Georeactor Blog
RSS FeedLLaMA 3 now with Nucleotide BioTokens
After my nucleotide-level LLaMA failed to finetune on tasks, I started over with
'biotokens', which I've created as ∎A, ∎C, ∎G, and ∎T. The leading character is the 'QED' symbol from the math Unicode block. The LoRA needs to be extended to
include embed_tokens as in the PEFT library example. I also changed some LoRA parameters for more finetunable params.
To fit more params on an L4 GPU, I had to cut back on batches (batch size 1, context 8,000 tokens, ~7,000 biotokens per example). I'm still using the kañiwa genome and GradientAI/Crusoe extended-context LLaMA (they updated the model in the past ~10 days).
Model / Readme: https://huggingface.co/monsoon-nlp/llama3-biotokenpretrain-kaniwa
Training Notebook: https://colab.research.google.com/drive/1FKA3p_jnfRHYd-hqJdYmKn8MQpxec0t5?usp=sharing
Inference Notebook (examples with and without biotokens): https://colab.research.google.com/drive/1oRS6tvRJNveXw71PscIehFwc0EQvfTcU?usp=sharing
When finetuning on the Long non-coding RNA task, this slightly improved accuracy with 3 more correct answers on the test set (so it's no longer just YES-ing everything...). With 2-shot, the accuracy goes down? https://colab.research.google.com/drive/10OHqe29cFeZGk4Fhb-yPnWkiAMsR8tZr
Thoughts
- With 7,000 tokens x 280 steps, it's seeing 2 million nucleotide tokens in three hours of training. In print that's 700–1000 pages, but it's only ~0.5% of the genome (about 4.5% of one chromosome) - not a ton compared to all of plantkind. If I can look at probabilities and it's actually doing some work on DNA tasks, then it could use some GPU-hours to make it work.
- One of the issues with using a mainstream LLM trainer is that we're training for next-token probability. You already get loss way down by learning that the next token in a nucleotide sequence is in {A,C,G,T} and that sequences repeat a lot.
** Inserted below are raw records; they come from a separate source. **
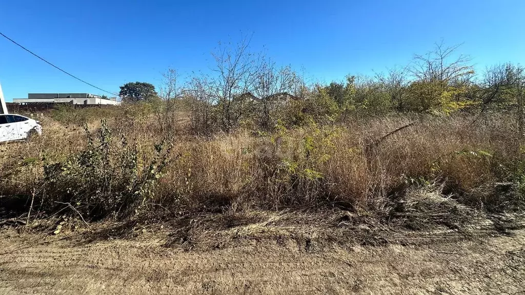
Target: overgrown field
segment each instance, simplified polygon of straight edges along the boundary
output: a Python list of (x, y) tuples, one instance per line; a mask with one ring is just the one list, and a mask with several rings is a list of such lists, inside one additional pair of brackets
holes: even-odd
[[(41, 118), (42, 136), (0, 145), (4, 213), (122, 220), (336, 208), (420, 228), (525, 204), (511, 114), (355, 117), (202, 136), (191, 135), (182, 109), (163, 132), (149, 107), (55, 111)], [(66, 111), (92, 115), (82, 127)]]

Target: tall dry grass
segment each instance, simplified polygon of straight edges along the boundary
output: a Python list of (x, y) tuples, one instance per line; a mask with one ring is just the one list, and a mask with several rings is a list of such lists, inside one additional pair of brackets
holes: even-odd
[[(109, 120), (115, 135), (108, 148), (112, 167), (121, 164), (116, 151), (122, 139), (136, 149), (138, 178), (148, 173), (156, 144), (171, 146), (166, 166), (140, 206), (143, 212), (324, 206), (374, 212), (408, 188), (430, 183), (441, 184), (444, 193), (466, 203), (490, 208), (509, 200), (486, 198), (489, 193), (480, 194), (480, 188), (521, 179), (523, 157), (513, 121), (502, 114), (475, 123), (468, 115), (398, 115), (211, 137), (191, 136), (181, 123), (166, 143), (154, 116), (126, 111), (132, 114)], [(85, 151), (85, 132), (74, 124), (42, 121), (40, 138), (0, 144), (0, 194), (36, 195), (36, 203), (62, 199), (48, 188), (44, 167)], [(100, 127), (97, 121), (88, 125), (94, 134)], [(99, 193), (93, 187), (82, 193)], [(80, 203), (78, 197), (66, 201)]]

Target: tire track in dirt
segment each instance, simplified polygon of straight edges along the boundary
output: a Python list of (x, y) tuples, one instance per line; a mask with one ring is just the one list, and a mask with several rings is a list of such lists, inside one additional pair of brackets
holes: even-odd
[[(3, 252), (35, 238), (0, 233)], [(312, 252), (293, 243), (184, 251), (152, 240), (49, 240), (0, 255), (0, 293), (523, 293), (525, 231), (514, 233)]]

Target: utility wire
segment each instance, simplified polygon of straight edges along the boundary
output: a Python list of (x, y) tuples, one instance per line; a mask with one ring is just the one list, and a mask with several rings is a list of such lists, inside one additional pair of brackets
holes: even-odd
[(18, 43), (17, 43), (16, 42), (15, 42), (14, 40), (13, 40), (13, 39), (11, 39), (10, 38), (9, 38), (9, 37), (7, 37), (7, 36), (6, 36), (6, 35), (4, 35), (3, 34), (2, 34), (2, 32), (0, 32), (0, 35), (2, 35), (3, 36), (4, 36), (4, 38), (5, 38), (6, 39), (7, 39), (7, 40), (9, 40), (9, 41), (10, 41), (11, 42), (13, 42), (13, 43), (14, 43), (15, 44), (16, 44), (16, 45), (18, 45), (18, 46), (19, 46), (19, 47), (20, 47), (20, 48), (22, 48), (23, 49), (24, 49), (24, 50), (26, 50), (26, 51), (27, 51), (27, 52), (29, 52), (30, 54), (32, 54), (32, 55), (34, 55), (35, 56), (36, 56), (36, 57), (38, 57), (38, 58), (39, 58), (40, 59), (41, 59), (41, 60), (43, 60), (43, 61), (44, 61), (44, 62), (46, 62), (46, 64), (48, 64), (48, 65), (50, 65), (50, 66), (51, 66), (51, 67), (53, 67), (54, 68), (56, 68), (56, 69), (58, 69), (58, 70), (60, 70), (60, 71), (62, 71), (62, 72), (64, 72), (65, 73), (66, 73), (66, 74), (67, 74), (67, 75), (68, 75), (70, 76), (71, 77), (72, 77), (73, 78), (74, 78), (76, 79), (77, 80), (78, 80), (80, 81), (80, 82), (83, 82), (83, 83), (85, 83), (87, 84), (88, 85), (89, 85), (90, 86), (91, 86), (91, 87), (94, 87), (95, 88), (97, 88), (97, 89), (98, 89), (98, 90), (102, 90), (102, 91), (104, 91), (104, 92), (107, 92), (107, 93), (110, 93), (110, 94), (112, 94), (112, 95), (114, 95), (114, 96), (119, 96), (119, 94), (117, 94), (117, 93), (113, 93), (113, 92), (110, 92), (110, 91), (107, 91), (107, 90), (104, 90), (104, 89), (102, 89), (102, 88), (100, 88), (100, 87), (97, 87), (97, 86), (95, 86), (94, 85), (93, 85), (91, 84), (91, 83), (88, 83), (87, 82), (86, 82), (86, 81), (84, 81), (83, 80), (82, 80), (82, 79), (80, 79), (80, 78), (78, 78), (78, 77), (76, 77), (76, 76), (74, 76), (74, 75), (71, 75), (71, 74), (70, 74), (70, 73), (68, 73), (68, 72), (66, 72), (66, 71), (65, 71), (65, 70), (62, 70), (62, 69), (61, 69), (61, 68), (59, 68), (58, 67), (57, 67), (57, 66), (55, 66), (55, 65), (53, 65), (53, 64), (51, 64), (51, 62), (49, 62), (49, 61), (48, 61), (46, 60), (45, 59), (44, 59), (42, 58), (41, 57), (40, 57), (38, 56), (38, 55), (37, 55), (36, 54), (35, 54), (33, 53), (33, 51), (32, 51), (31, 50), (30, 50), (28, 49), (27, 48), (26, 48), (24, 47), (24, 46), (23, 46), (20, 45), (20, 44), (18, 44)]

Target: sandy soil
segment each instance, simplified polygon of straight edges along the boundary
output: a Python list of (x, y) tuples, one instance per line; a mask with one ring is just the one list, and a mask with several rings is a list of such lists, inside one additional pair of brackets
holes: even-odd
[(525, 294), (525, 230), (402, 246), (162, 237), (83, 242), (0, 231), (0, 294)]

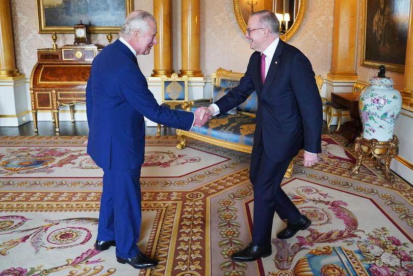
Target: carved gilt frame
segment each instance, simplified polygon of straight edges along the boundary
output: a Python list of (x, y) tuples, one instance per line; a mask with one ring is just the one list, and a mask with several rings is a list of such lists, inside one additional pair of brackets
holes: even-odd
[[(125, 1), (125, 18), (126, 16), (134, 10), (133, 0), (124, 0)], [(37, 9), (37, 22), (39, 34), (73, 34), (74, 32), (72, 26), (46, 26), (46, 18), (44, 12), (43, 0), (36, 0), (36, 5)], [(108, 11), (110, 12), (110, 11)], [(105, 15), (102, 14), (102, 16)], [(87, 16), (85, 15), (85, 17)], [(78, 22), (79, 23), (79, 22)], [(121, 26), (89, 26), (88, 30), (91, 34), (106, 34), (107, 33), (118, 33)]]
[[(380, 62), (378, 60), (371, 60), (366, 59), (366, 32), (367, 32), (367, 0), (363, 0), (363, 9), (362, 10), (362, 56), (361, 56), (361, 65), (362, 66), (366, 66), (367, 67), (371, 67), (373, 68), (378, 69), (379, 66), (380, 65), (384, 65), (386, 67), (386, 70), (398, 72), (400, 73), (404, 72), (404, 65), (400, 64), (396, 64), (384, 62)], [(410, 7), (411, 8), (411, 7)], [(409, 27), (411, 27), (409, 26)], [(407, 36), (407, 34), (406, 34)]]
[[(298, 14), (297, 15), (297, 17), (294, 19), (294, 22), (293, 25), (291, 26), (291, 27), (290, 28), (285, 34), (280, 35), (279, 38), (283, 41), (287, 41), (291, 38), (300, 27), (304, 18), (304, 15), (305, 14), (305, 10), (307, 7), (307, 0), (300, 0)], [(247, 32), (247, 24), (242, 17), (241, 7), (240, 7), (240, 0), (233, 0), (233, 4), (234, 5), (234, 11), (235, 13), (235, 17), (237, 19), (238, 25), (240, 26), (242, 32), (244, 32), (244, 34), (245, 34)]]
[[(161, 76), (161, 80), (162, 82), (161, 86), (162, 87), (162, 102), (184, 102), (188, 101), (188, 81), (189, 78), (188, 76), (183, 76), (182, 77), (178, 76), (178, 74), (176, 73), (174, 73), (173, 74), (171, 75), (170, 78), (168, 78), (166, 76)], [(178, 82), (184, 82), (184, 86), (185, 89), (185, 99), (184, 100), (165, 100), (165, 82), (166, 81), (176, 81)]]

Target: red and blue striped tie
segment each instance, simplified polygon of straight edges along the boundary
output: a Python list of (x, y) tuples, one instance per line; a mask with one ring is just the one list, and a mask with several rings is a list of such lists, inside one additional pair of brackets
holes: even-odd
[(261, 79), (263, 80), (263, 85), (265, 82), (265, 56), (264, 53), (261, 54)]

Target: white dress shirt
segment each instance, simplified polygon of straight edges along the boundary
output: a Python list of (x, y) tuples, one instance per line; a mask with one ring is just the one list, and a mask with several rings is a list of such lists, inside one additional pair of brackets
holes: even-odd
[[(131, 46), (131, 44), (127, 43), (127, 41), (125, 40), (125, 39), (122, 37), (119, 38), (119, 41), (123, 43), (124, 44), (125, 44), (126, 46), (126, 47), (127, 47), (127, 48), (128, 48), (133, 53), (134, 55), (136, 56), (136, 51), (135, 50), (135, 49), (132, 48), (132, 46)], [(194, 127), (194, 124), (195, 124), (195, 114), (194, 114), (194, 120), (192, 121), (192, 126), (191, 127), (191, 129), (189, 130), (190, 131), (191, 131), (191, 130), (192, 129), (192, 128)]]
[[(262, 52), (262, 53), (263, 53), (265, 55), (265, 76), (267, 77), (267, 73), (268, 73), (268, 69), (270, 68), (270, 65), (271, 63), (271, 60), (272, 60), (272, 57), (274, 56), (274, 54), (275, 53), (275, 49), (277, 48), (277, 46), (278, 45), (278, 42), (279, 41), (279, 37), (277, 37), (276, 38), (274, 41), (271, 42), (271, 44), (270, 44), (267, 48)], [(218, 106), (216, 105), (215, 104), (211, 104), (211, 106), (214, 110), (215, 111), (215, 113), (214, 113), (214, 116), (219, 114), (219, 108)], [(312, 154), (313, 155), (315, 155), (317, 154), (313, 154), (313, 152), (309, 152), (307, 151), (306, 150), (304, 150), (306, 152), (308, 152), (309, 154)]]

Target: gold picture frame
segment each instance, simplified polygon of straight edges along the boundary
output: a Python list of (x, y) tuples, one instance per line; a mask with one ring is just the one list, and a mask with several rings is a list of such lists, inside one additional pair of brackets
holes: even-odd
[(362, 66), (404, 72), (409, 7), (410, 1), (363, 0)]
[(36, 0), (39, 33), (73, 34), (73, 25), (81, 20), (89, 25), (89, 33), (117, 33), (134, 9), (133, 0), (99, 4), (96, 0)]
[[(243, 0), (241, 0), (243, 1)], [(240, 5), (240, 0), (233, 0), (233, 5), (234, 6), (234, 11), (235, 13), (235, 17), (237, 19), (237, 22), (238, 25), (241, 29), (241, 30), (245, 34), (247, 32), (247, 24), (245, 20), (242, 16), (241, 12), (241, 7)], [(280, 39), (283, 41), (287, 41), (291, 38), (294, 34), (295, 34), (298, 30), (298, 28), (302, 22), (304, 18), (304, 15), (305, 14), (305, 10), (307, 7), (307, 0), (300, 0), (300, 7), (298, 9), (298, 13), (296, 16), (294, 22), (291, 27), (285, 34), (280, 34)]]

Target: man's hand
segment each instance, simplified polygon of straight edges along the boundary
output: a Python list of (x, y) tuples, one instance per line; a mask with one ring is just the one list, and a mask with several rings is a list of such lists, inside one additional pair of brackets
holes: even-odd
[(311, 154), (307, 151), (304, 152), (304, 167), (311, 167), (317, 162), (317, 154)]
[(200, 128), (212, 117), (212, 115), (210, 114), (210, 111), (204, 106), (198, 107), (194, 112), (195, 116), (194, 126)]

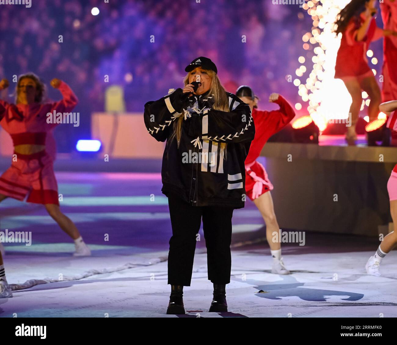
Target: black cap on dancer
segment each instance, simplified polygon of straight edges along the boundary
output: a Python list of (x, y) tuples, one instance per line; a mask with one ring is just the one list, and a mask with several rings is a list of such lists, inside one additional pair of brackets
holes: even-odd
[(249, 97), (252, 100), (255, 98), (254, 91), (252, 91), (252, 89), (251, 87), (247, 85), (242, 85), (239, 87), (236, 91), (236, 96), (239, 97)]

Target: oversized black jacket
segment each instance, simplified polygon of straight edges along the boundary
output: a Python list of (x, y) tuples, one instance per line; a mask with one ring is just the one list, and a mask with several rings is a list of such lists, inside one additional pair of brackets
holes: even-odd
[[(170, 92), (146, 103), (144, 115), (149, 134), (158, 141), (167, 140), (162, 191), (176, 193), (193, 206), (243, 207), (244, 161), (255, 135), (249, 106), (229, 93), (230, 112), (213, 109), (208, 93), (184, 100), (181, 89)], [(176, 137), (171, 137), (180, 116), (184, 119), (178, 148)], [(221, 143), (227, 144), (223, 159)]]

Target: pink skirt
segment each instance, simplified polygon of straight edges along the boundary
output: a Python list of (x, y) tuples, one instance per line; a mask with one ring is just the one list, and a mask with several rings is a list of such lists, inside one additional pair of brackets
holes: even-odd
[(391, 172), (391, 175), (387, 181), (387, 192), (389, 193), (389, 199), (397, 200), (397, 173)]
[(0, 194), (28, 202), (59, 204), (52, 159), (45, 151), (14, 153), (11, 166), (0, 177)]

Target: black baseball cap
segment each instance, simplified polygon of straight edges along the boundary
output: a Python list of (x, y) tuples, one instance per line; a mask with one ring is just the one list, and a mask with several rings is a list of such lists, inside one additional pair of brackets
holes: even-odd
[(237, 97), (249, 97), (253, 100), (255, 97), (252, 89), (247, 85), (242, 85), (239, 87), (236, 90), (236, 96)]
[(200, 56), (195, 59), (186, 66), (186, 68), (185, 69), (185, 71), (190, 72), (199, 66), (204, 69), (210, 69), (215, 73), (218, 73), (218, 70), (215, 64), (211, 61), (210, 59), (208, 59), (205, 56)]

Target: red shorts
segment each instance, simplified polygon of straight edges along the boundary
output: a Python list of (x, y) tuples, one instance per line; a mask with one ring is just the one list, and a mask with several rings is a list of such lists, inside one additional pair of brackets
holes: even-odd
[(397, 200), (397, 173), (391, 172), (391, 174), (387, 181), (387, 193), (389, 193), (389, 199)]
[(245, 192), (251, 200), (273, 189), (265, 167), (258, 161), (245, 166)]
[(0, 177), (0, 194), (21, 200), (27, 196), (28, 202), (59, 205), (58, 185), (50, 155), (45, 151), (14, 154), (16, 161)]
- This sort of continued pretraining works OK with adapting language models to new natural languages and code, but not to DNA. That makes sense if LLM training amplifies previously-seen snippets of language, or there's some transfer learning / universal grammar going on which obviously wouldn't be present in molecules.
- When it comes to image tokenization / multimodal models, we do believe that the vision neurons pick up general shapes and patterns and can learn new features. Maybe that's how DNA biotokens need to work. Or we have a DNA model generate an embedding that we drop into the model input somehow.
- Even if these baby CoLab models don't work, people will eventually make better ones. We could create ""win-frastructure"" - Q&A benchmarks, train-test-eval splits, tasks to find disease resistance genes, and have an evaluation to confirm future bio LLMs can use tools and learn tasks.
At this point I've got two weeks to polish up work for CSV Conf. The presentation has a time limit, so I should explain the existing research (AgroNT, Hyena, Evo, Caduceus) and what tasks exist for them, then mention a mix of hits (protein embeddings) and half-baked stuff (biotokens) from my project.
After the conference maybe I'm finetuning AgroNT and Mamba models, parsing new sources for the GreenBeing dataset, or going back to exploit code-generation models. IDK
Bonus: I ran into an issue with lm-eval-harness and LoRAs that add tokens, so I proposed a bug-fix.